Le président du collectif des syndicats de la SOGATRA qu’entouraient ses collègues lors de la declaration le 29 juillet @ Gabonactu.com

 

Libreville, 30 juillet (Gabonactu.com) –  Le président du collectif des syndicats de la Société gabonaise de transport (SOGATRA), Rodrigue Tsanga  a appelé samedi dans un point de presse, le gouvernement a réhabilité sans délai, dans les leurs fonctions, tous les directeurs suspendus  par la seule volonté  du  directeur général Patrick Assélé, absent depuis mois des raisons de santé.

 
 
« Nous exigeons qu’il soit rétablit tous les directeurs nommés en conseil des ministres au sein de la SOGATRA »,  a demandé M. Tsanga.
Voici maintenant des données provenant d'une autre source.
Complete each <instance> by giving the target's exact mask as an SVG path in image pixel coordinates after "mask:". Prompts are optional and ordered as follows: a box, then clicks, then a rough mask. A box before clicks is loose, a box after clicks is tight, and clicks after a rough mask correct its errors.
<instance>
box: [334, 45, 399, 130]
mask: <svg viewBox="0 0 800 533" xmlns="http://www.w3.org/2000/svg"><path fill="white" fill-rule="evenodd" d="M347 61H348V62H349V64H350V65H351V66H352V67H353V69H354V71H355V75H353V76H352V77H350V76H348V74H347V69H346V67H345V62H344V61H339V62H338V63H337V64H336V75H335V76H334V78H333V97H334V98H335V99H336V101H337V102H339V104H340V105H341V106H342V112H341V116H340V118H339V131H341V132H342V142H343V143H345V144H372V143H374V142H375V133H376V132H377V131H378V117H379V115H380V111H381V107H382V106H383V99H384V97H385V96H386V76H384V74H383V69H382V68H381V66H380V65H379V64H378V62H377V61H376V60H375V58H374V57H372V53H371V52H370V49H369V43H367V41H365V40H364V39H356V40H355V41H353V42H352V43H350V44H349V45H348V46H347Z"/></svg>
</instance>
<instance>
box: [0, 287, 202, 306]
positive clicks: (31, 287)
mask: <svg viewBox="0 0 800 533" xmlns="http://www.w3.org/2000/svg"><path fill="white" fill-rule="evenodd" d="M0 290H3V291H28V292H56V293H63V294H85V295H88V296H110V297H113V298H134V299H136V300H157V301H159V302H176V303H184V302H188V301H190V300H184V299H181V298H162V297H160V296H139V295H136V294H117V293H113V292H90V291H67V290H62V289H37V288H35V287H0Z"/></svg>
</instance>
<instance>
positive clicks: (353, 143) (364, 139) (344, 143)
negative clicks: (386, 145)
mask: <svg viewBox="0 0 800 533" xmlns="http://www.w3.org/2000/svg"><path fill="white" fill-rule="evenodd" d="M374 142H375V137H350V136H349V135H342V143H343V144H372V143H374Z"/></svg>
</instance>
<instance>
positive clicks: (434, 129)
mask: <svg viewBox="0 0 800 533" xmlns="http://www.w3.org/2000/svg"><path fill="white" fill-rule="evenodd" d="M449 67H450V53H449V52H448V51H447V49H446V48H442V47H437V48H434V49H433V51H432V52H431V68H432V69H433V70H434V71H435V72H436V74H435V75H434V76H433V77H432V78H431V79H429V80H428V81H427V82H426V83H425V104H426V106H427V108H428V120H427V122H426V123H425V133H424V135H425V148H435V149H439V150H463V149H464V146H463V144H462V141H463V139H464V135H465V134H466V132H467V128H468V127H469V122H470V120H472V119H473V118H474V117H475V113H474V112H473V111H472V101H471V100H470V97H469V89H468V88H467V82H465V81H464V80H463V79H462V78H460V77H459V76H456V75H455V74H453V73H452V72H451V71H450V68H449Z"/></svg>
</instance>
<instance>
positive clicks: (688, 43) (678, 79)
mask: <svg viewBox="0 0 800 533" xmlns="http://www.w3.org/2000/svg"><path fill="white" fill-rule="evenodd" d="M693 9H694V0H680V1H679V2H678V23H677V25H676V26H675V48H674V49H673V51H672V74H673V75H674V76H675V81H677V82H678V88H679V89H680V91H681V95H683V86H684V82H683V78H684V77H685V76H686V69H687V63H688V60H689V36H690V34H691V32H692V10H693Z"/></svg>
Pour les grévistes, la suite favorable à ce point de revendication, conditionne la reprise du service minimum de l’entreprise publique de transport  paralysée depuis deux mois.
 
 
Depuis l’absence du directeur général,  la SOGATRA  n’a pas d’intérimaire.  Dès son on arrivée à la tête de l’entreprise, Patrick Assélé avait suspendu les directeurs de leurs fonctions pour semble-t-il assainir la gouvernance.  Il avait nommé par la suite un assistant Collin’s Ndjiki, son homme de  mains à tout faire.
 
 
 «Nous voulons également  le départ de Collin’s Ndjiki avant la reprise du service minimum », a exigé le syndicaliste remonté.   La personne décriée serait pour beaucoup, à l’origine de tous les malheurs que traversent SOGATRA.  D’origine camerounaise,  Collin’s Ndjiki n’est pas agent de la SOGATRA. Il serait devenu subitement selon les grévistes, le super patron de l’entreprise.
 
En grève depuis deux mois pour  réclamer 4 mois d’arriérés des salaires, les employés ont pu percevoir deux rémunérations mensuelles.  Ils sont disposés à mettre en place incessamment un service  minimum  au cas où  les préalables susmentionnés sont pris en compte. Un calendrier pour apurer le reste des mois impayés courant le mois d’août a été établit conjointement entre les travailleurs et le gouvernement.